The navel academy in Trieste, a Slavic territory also under the rule of the Austro-Hungarian Empire, was always on the alert for promising students of diverse backgrounds. His scholastic record was flawless. He was admitted and rose to become an officer in the Yugoslavian Navy.
He came home on leave often when Mother was young and helped her through difficult times, especially after her father re-married and her new step-mother, a spiteful and greedy woman, banished the older set of children from the household chores and schooling, expecting them to work as field-hands and barn servants.
She often told the story of the day the goose-flock she was herding panicked and scattered. She, chasing them, fell and hit her head, cutting the side of it so that it bled horribly. He bathed and bandaged her head himself, helped her clean up and change her clothes, collected the scattered birds and never breathed a word to their father and step-mother, as it would have brought down heavy punishment on her.

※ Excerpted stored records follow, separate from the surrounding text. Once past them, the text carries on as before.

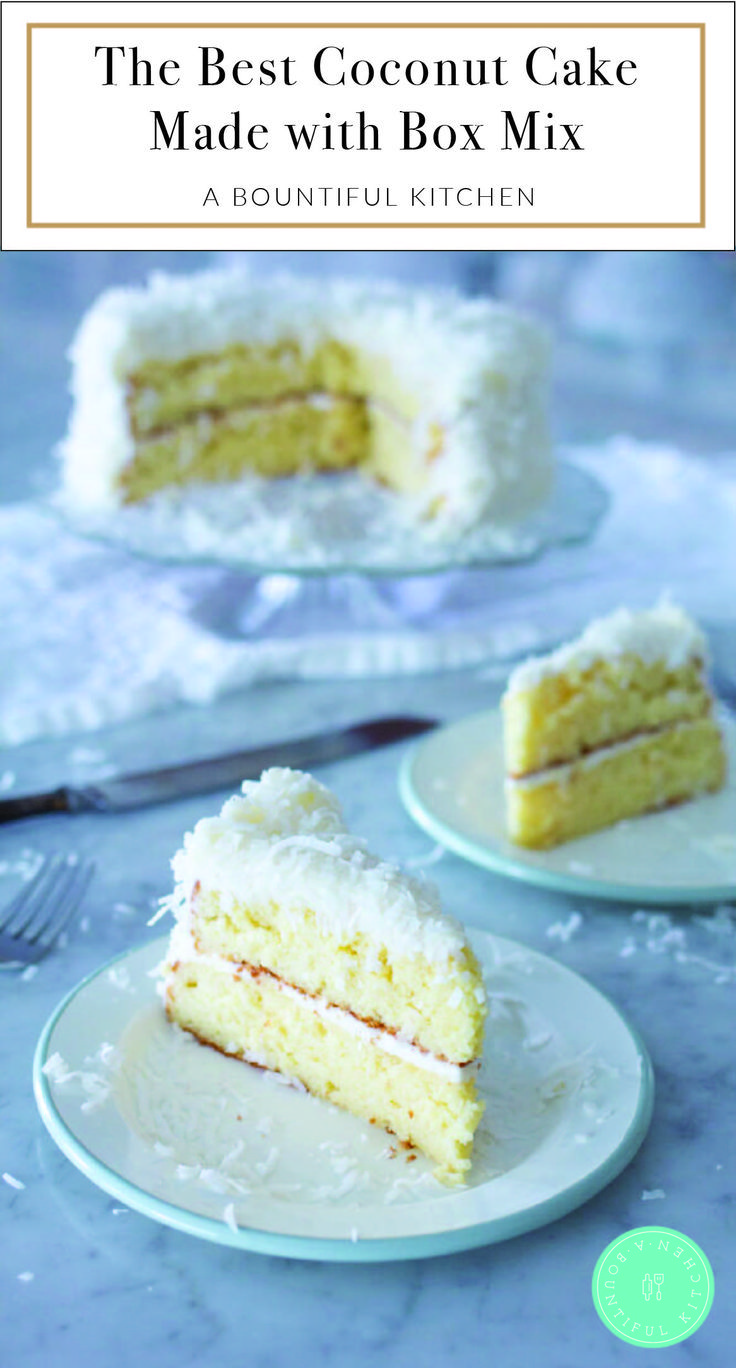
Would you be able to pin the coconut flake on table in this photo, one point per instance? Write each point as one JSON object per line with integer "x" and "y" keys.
{"x": 565, "y": 930}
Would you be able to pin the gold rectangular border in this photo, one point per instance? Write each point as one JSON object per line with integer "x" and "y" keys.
{"x": 30, "y": 223}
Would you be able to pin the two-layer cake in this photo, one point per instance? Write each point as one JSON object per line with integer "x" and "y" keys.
{"x": 203, "y": 379}
{"x": 298, "y": 951}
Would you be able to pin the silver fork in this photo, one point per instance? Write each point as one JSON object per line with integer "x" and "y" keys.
{"x": 34, "y": 919}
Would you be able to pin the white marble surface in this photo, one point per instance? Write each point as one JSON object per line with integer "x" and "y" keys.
{"x": 112, "y": 1287}
{"x": 81, "y": 1281}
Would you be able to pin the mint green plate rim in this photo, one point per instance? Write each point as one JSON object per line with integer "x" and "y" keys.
{"x": 337, "y": 1251}
{"x": 510, "y": 866}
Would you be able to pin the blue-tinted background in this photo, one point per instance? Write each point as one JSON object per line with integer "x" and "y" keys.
{"x": 646, "y": 341}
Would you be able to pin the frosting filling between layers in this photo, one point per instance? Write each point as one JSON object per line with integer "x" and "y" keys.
{"x": 382, "y": 1037}
{"x": 558, "y": 773}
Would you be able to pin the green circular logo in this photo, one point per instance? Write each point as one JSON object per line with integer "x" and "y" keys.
{"x": 653, "y": 1286}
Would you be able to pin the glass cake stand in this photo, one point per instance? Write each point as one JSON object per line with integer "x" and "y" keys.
{"x": 320, "y": 575}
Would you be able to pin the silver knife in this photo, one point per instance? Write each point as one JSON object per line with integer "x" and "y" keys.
{"x": 166, "y": 785}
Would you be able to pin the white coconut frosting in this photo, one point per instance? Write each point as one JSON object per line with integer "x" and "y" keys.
{"x": 283, "y": 840}
{"x": 476, "y": 367}
{"x": 664, "y": 632}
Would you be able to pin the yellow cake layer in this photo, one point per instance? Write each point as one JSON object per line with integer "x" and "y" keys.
{"x": 441, "y": 1008}
{"x": 278, "y": 441}
{"x": 253, "y": 1017}
{"x": 163, "y": 394}
{"x": 665, "y": 768}
{"x": 569, "y": 713}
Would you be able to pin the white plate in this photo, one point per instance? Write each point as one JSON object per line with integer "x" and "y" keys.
{"x": 452, "y": 783}
{"x": 313, "y": 525}
{"x": 192, "y": 1138}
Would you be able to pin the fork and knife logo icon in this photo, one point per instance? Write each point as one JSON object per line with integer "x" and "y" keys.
{"x": 647, "y": 1286}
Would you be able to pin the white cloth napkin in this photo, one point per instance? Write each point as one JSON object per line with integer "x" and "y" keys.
{"x": 93, "y": 636}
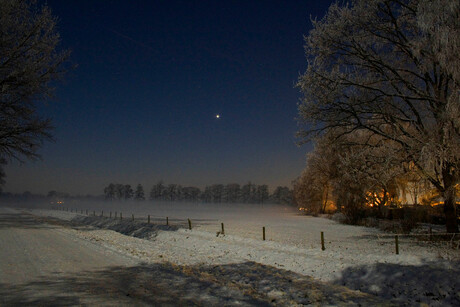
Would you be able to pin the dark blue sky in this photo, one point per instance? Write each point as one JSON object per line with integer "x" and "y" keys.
{"x": 151, "y": 77}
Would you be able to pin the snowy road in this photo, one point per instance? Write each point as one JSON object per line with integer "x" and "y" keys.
{"x": 43, "y": 264}
{"x": 49, "y": 262}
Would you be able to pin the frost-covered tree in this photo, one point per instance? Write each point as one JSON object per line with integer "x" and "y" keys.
{"x": 29, "y": 63}
{"x": 139, "y": 193}
{"x": 390, "y": 68}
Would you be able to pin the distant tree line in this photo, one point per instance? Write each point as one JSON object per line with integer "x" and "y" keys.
{"x": 216, "y": 193}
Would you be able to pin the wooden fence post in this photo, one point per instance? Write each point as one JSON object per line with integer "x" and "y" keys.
{"x": 322, "y": 241}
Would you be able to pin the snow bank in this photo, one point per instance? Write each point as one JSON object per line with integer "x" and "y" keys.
{"x": 357, "y": 257}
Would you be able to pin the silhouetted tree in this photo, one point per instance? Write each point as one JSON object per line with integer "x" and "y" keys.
{"x": 29, "y": 63}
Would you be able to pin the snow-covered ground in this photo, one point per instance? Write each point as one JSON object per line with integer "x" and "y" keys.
{"x": 357, "y": 257}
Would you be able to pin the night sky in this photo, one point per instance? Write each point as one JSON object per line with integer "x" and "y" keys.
{"x": 152, "y": 75}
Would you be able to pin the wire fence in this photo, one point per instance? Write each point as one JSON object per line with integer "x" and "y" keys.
{"x": 436, "y": 239}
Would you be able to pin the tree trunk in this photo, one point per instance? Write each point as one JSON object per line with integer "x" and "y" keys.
{"x": 450, "y": 210}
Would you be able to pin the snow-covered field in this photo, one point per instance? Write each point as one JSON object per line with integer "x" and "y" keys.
{"x": 356, "y": 257}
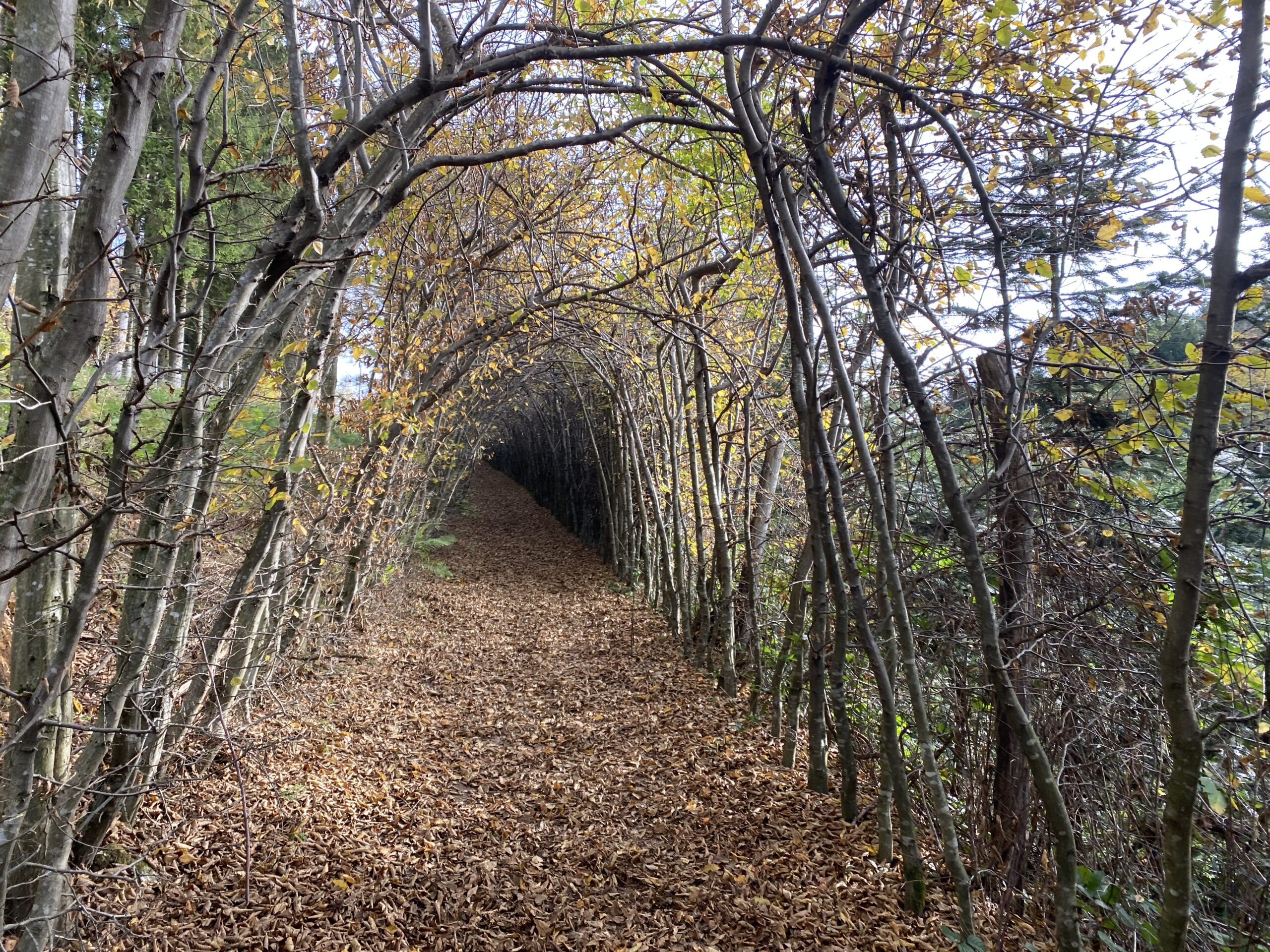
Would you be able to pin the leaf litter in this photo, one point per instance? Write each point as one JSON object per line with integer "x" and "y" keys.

He also ended up being the one to explain what her menstrual cycle was and how to deal with it, having come upon her sitting on the stream bank, washing and washing and weeping in terror, thinking she was going to die.

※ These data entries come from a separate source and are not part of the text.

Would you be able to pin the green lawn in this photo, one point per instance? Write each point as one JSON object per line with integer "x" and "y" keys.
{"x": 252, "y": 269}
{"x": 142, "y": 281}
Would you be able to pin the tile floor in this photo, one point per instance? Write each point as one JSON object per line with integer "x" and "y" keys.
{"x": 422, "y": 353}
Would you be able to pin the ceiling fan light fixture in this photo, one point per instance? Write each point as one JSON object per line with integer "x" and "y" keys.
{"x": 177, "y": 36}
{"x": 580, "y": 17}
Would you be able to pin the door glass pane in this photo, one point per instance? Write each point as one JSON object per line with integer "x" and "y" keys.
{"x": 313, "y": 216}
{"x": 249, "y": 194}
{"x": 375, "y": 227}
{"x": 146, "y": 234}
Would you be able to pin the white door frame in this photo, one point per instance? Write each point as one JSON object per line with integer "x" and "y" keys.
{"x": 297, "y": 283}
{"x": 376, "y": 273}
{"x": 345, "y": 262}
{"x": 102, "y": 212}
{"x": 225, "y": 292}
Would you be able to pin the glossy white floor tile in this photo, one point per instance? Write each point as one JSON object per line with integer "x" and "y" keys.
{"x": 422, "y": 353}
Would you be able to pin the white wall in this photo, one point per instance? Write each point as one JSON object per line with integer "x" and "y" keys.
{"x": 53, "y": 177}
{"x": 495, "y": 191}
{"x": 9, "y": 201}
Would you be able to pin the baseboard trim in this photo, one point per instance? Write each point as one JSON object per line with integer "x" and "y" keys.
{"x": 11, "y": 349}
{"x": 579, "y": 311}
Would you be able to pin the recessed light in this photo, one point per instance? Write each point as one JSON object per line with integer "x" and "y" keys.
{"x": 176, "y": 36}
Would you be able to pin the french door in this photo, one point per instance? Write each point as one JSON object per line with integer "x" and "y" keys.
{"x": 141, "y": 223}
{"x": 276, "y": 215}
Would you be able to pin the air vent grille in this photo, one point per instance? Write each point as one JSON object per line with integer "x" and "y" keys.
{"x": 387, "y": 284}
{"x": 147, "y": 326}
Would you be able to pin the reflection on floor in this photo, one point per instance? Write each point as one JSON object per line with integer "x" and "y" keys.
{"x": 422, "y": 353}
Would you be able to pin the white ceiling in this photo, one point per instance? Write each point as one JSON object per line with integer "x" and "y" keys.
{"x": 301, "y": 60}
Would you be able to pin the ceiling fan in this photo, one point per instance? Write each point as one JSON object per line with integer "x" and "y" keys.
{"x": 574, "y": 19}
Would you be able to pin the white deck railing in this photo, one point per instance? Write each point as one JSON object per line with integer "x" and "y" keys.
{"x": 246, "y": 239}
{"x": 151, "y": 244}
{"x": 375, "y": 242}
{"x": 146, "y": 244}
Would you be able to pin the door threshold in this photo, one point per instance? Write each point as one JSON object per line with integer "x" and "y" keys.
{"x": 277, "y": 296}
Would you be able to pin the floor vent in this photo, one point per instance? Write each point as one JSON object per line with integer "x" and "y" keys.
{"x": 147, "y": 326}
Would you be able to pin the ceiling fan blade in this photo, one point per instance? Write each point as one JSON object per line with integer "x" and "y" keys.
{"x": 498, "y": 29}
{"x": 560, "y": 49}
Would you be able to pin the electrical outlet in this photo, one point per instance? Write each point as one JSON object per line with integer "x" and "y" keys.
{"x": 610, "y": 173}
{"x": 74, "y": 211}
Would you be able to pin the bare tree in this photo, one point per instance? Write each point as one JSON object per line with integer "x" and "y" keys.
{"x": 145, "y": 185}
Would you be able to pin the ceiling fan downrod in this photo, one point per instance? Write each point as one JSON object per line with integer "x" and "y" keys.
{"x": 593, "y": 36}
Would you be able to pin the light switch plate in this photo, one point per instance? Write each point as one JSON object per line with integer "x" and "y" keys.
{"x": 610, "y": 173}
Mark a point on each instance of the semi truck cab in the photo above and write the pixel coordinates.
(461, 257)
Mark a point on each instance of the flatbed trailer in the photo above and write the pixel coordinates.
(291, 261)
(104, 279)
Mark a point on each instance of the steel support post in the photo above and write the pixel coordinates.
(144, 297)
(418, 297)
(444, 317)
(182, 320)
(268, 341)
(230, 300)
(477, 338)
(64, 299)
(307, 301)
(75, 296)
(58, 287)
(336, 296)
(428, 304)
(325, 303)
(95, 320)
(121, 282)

Joe usually brought her small trinkets and ribbons and embroidery things, which, even though they were stolen by their step-siblings after he left, were much beloved. Her prayer-book, the one thing she managed to retain, she treasured for her whole life and it was buried with her.
Joseph was also instrumental in getting Mother sent to Prague to be apprenticed to a dress-maker. It got her out from under their step-mother’s thumb and as eldest son his word carried a great deal of weight with their father. He also helped to get her a ticket on the steamship Bremmerhaven to America a few years later, as the maze of required paperwork held no secrets for him.
Communication between Old World and New was difficult in those days and he was rarely heard from or about by anyone on this side of the Great Water. In America we were surprised later to read Life Magazine’s article on the funeral of King Peter, king of Yugoslavia, to see Joseph listed as an honorary pall-bearer, and to see his picture flanking his late sovereign’s casket. I’m not completely sure which king it was, as Peter 1 died in 1921, before Life Magazine started printing and Aleksander in 1934. Peter II abdicated in 1945, but lived until 1970. Well, memories are faulty, so who knows?
That was the last we ever heard of him. Perhaps he perished in the war or the internecine struggles before or after. Perhaps he died a natural death. We have never known.